Course description
Key facts
-The Centre for Critical Theory and the Department of Cultural Studies comprise one of the largest postgraduate operations within the Arts Faculty, with a population of 40 students in any one year, and providing a vibrant intellectual environment in an organised and informal way.
-The Department also benefits from the input and close collaboration of the Centre for Post-Conflict Cultures and the Institute for Comparative Cultures as well as staff from other Departments within the School of Modern Languages and in Schools and Departments in the Faculties of Arts, and Business, Law and Social Sciences.
-The Department is strongly international and offers excellent opportunities for staff, postgraduate students and undergraduate students to benefit from its wide range of international collaborative arrangements.
Course Content
Through two core and two optional modules, as well as your dissertation, this course enables you to draw on a wide variety of critical theories developed in the humanities and social sciences.

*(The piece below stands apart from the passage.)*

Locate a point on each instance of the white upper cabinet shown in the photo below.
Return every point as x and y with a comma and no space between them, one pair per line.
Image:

To balance the broad theoretical scope of the taught classes, you will have the opportunity to focus on areas of individual interest in your essays and dissertation.

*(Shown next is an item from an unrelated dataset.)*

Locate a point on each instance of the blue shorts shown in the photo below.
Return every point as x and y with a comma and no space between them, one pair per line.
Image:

Core modules are Subject and Sign after Freud and Saussure and Social and Political Theories.
Current optional modules on this course include subjects such as:
-Mass Media
-Postcolonialisms
-Technology, Science, Life
-Poststructuralism and Writing
-Critiques of War
You also have the opportunity to choose a module from another of the many relevant MA programmes that run at Nottingham. Modules are typically taken from courses such as:
-Twentieth Century French and Francophone Literatures
-Film Studies
-American Studies
-Landscape and Culture
-Architecture and Critical Theory
-Visual Culture
Please note that all module details are subject to change.
You will be assigned both a personal tutor and dissertation tutor to guide you through your coursework.
Course Structure
You may follow the MA in Critical Theory over 1 year, full-time (October to September) or part-time over 2 to 3 years.

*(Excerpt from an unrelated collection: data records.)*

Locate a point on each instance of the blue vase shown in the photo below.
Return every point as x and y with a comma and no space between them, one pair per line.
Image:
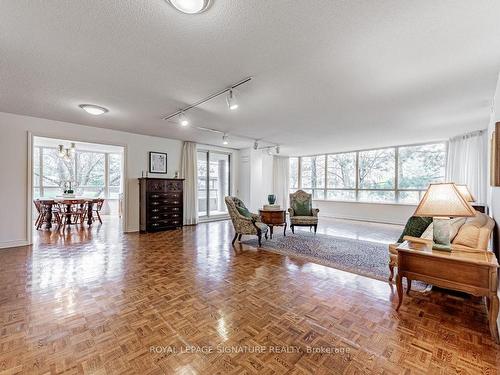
271,198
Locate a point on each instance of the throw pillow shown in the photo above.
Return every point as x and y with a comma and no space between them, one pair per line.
415,226
244,211
302,208
455,225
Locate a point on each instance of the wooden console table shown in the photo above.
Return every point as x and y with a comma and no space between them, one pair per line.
272,218
473,272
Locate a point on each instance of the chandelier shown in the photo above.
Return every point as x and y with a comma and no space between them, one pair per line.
67,153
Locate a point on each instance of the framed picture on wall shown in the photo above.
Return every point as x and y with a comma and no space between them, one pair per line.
157,162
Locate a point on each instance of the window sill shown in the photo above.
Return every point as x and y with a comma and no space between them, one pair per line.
362,202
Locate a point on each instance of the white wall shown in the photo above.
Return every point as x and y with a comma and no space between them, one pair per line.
14,161
494,192
377,212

Full-time students take four modules in all - two core modules in the first semester and two optional modules in the second semester, plus a dissertation (worth 60 credits).
Part-time students can complete this course within 24 or 36 months, depending on their circumstances.
The largely seminar-based teaching will allow you to both learn about, and critically engage with, theoretical approaches such as Marxism, the Frankfurt School, Postcolonialism and Poststructuralism.
This is enhanced by a series of lectures taking you, step by step, through the critical tradition that runs from Kant right through to Heidegger and beyond.
Written coursework also encourages the development of the scholarly tools required for doctoral research, and many of our graduates do go on to do PhDs.
All taught modules are assessed by written work of 5,000 words, which are submitted towards the end of the semester in which the module is taught.
The dissertation module is assessed by a written work of up to 20,000 words, and is usually submitted in early September.
There are no examinations. All course work and dissertations are double marked within the School as well as being examined externally.